Wednesday, June 26, 2013
2.03 (Binnengasthuis)
Defence policy involves a great deal of political communication. The state’s threat and opportunity environment, the operational commitments of its military, or its budgetary situations have no meaning outside language or, more theoretically put, outside national narratives, discourses of identity, representational practices, or rhetorical reasoning. Arguing for spending cuts, celebrating an alliance, debating the new procurement, haranguing the chief of staff, reassuring defence industry officials, worrying about the readiness of armed forces – all of these acts of communication are pervasive in any defence policy process. Indeed, any public policy is essentially communicative in the sense that it has to be articulated in front of audiences on a regular basis. Involved in this process are multiple forms of power, including the so-called productive power.
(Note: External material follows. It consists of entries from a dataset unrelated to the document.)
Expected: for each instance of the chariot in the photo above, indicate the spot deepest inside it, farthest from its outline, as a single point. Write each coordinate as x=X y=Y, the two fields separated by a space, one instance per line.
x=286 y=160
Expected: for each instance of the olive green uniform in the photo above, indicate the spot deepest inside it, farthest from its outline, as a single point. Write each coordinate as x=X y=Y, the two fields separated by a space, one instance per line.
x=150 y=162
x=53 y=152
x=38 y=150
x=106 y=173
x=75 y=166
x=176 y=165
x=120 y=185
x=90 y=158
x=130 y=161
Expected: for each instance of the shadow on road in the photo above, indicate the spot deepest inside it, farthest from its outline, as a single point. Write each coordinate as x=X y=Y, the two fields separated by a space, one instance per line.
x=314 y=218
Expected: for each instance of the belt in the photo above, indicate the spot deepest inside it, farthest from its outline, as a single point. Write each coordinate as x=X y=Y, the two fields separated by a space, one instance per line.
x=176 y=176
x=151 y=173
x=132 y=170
By considering the ongoing fighter jet acquisition processes in Norway and the UK, both of which involved Lockheed Martin's F-35 Joint Strike Fighter, this paper examines the power of political communication in defence policy. Debates about what weapons best fit national defence needs, I argue, are not so much about the clash of expert and rational-legal authority as they are about defining what kinds of nations Norway and the UK wish to be. This argument is developed through a close reading of a large number of documents, including those made available by WikiLeaks, as well as a smaller number of interviews with defence officials. Implicated in this analysis are broader issues of transatlantic relations, European integration, and defence lobbying, all of which are of considerable policy relevance.